Google Agent Gives AI Crawling a Clearer Identity

For years, we have viewed the web through a relatively simple lens: there are humans who visit our sites to consume content, and there are bots that visit to index it. We’ve built our entire infrastructure, from SEO strategies to security firewalls, around this binary. But that boundary is dissolving.

The shift isn't just about AI writing content or summarizing pages; it's about AI acting as a proxy for the human. We are moving from an era of "search and click" to an era of "delegate and receive." When a user asks an AI to handle a task for them, the AI becomes the visitor. This changes the fundamental relationship between the website owner and the visitor, and Google's latest move makes this shift official. This connects with Agentic Web Is Splitting into Two Bets when the same signal needs a clearer operating decision. The same pattern also shows up in Agent Transactions Change AI Visibility, where the practical question is how the signal becomes visible.

The Arrival of the AI Agent

On March 20, 2026, Google updated its official list of web fetchers with a new entry that deserves our attention. It isn't another crawler designed to map the web, nor is it a training bot designed to feed a Large Language Model. It is called Google Agent.

To understand what this is, we have to distinguish it from Googlebot. Googlebot is the librarian; it moves through the web continuously, indexing pages so they can be found in search results. Google Agent, however, is more like a personal assistant. It only visits a website when a human specifically asks it to perform a task.

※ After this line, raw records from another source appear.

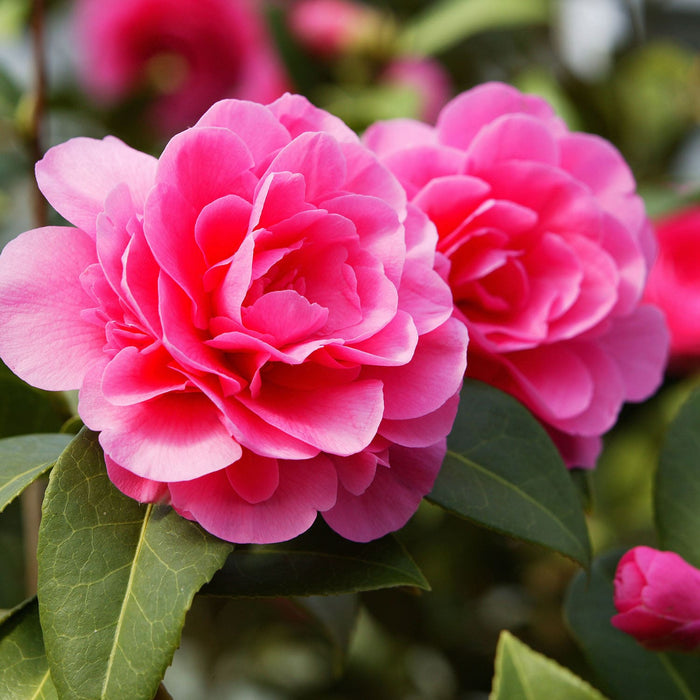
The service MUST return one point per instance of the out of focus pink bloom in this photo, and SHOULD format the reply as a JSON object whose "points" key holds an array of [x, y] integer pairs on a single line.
{"points": [[549, 246], [190, 52], [657, 596], [674, 283], [427, 78], [331, 27]]}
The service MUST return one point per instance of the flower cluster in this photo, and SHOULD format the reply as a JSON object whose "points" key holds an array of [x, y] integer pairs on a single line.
{"points": [[549, 248], [255, 322]]}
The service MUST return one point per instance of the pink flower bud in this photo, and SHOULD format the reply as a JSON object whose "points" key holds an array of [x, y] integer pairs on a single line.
{"points": [[657, 596]]}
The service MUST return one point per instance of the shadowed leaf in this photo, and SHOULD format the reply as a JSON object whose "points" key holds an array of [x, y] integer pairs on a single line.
{"points": [[523, 674], [115, 580], [24, 458], [502, 471], [24, 671], [319, 562]]}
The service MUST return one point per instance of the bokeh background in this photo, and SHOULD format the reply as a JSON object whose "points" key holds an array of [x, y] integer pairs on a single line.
{"points": [[627, 70]]}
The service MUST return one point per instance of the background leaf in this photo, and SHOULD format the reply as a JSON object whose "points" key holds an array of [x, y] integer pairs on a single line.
{"points": [[625, 669], [522, 673], [24, 670], [24, 458], [503, 471], [677, 489], [115, 580], [319, 562], [446, 23]]}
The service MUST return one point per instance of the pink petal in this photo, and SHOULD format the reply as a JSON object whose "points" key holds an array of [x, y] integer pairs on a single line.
{"points": [[299, 116], [639, 343], [172, 437], [431, 378], [43, 338], [285, 315], [305, 487], [462, 118], [422, 431], [253, 123], [254, 478], [340, 420], [513, 137], [136, 487], [134, 376], [205, 163], [391, 499], [318, 158], [392, 135], [76, 177]]}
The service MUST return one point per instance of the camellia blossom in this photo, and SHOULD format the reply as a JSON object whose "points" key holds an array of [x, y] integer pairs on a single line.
{"points": [[674, 283], [190, 53], [549, 247], [254, 320], [657, 596]]}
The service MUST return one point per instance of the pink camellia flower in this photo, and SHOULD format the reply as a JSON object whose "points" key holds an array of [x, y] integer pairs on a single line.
{"points": [[674, 283], [657, 596], [190, 52], [549, 248], [254, 321], [331, 27]]}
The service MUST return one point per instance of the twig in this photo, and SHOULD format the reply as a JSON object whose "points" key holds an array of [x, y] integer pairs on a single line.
{"points": [[34, 494]]}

Imagine a user asking their AI assistant to research a specific product, compare pricing across three different stores, or even fill out a registration form. In these scenarios, Google Agent is the entity that actually lands on the page. It is the technical manifestation of a user's intent. We are already seeing this in action with Project Mariner, Google's experimental AI browsing tool, which serves as the first primary product utilizing this user agent.

This distinction is subtle but critical. One is an autonomous process of discovery (crawling), and the other is a targeted action on behalf of a person (agency). When the visitor is an agent, the goal isn't to "index" the page for the future, it's to "use" the page in the present.

Why Robots.txt No Longer Applies

This is where things get complicated for those of us who rely on traditional access controls. For decades, robots.txt has been the standard way to tell bots, "You are not welcome here." However, Google has categorized Google Agent as a user triggered fetcher.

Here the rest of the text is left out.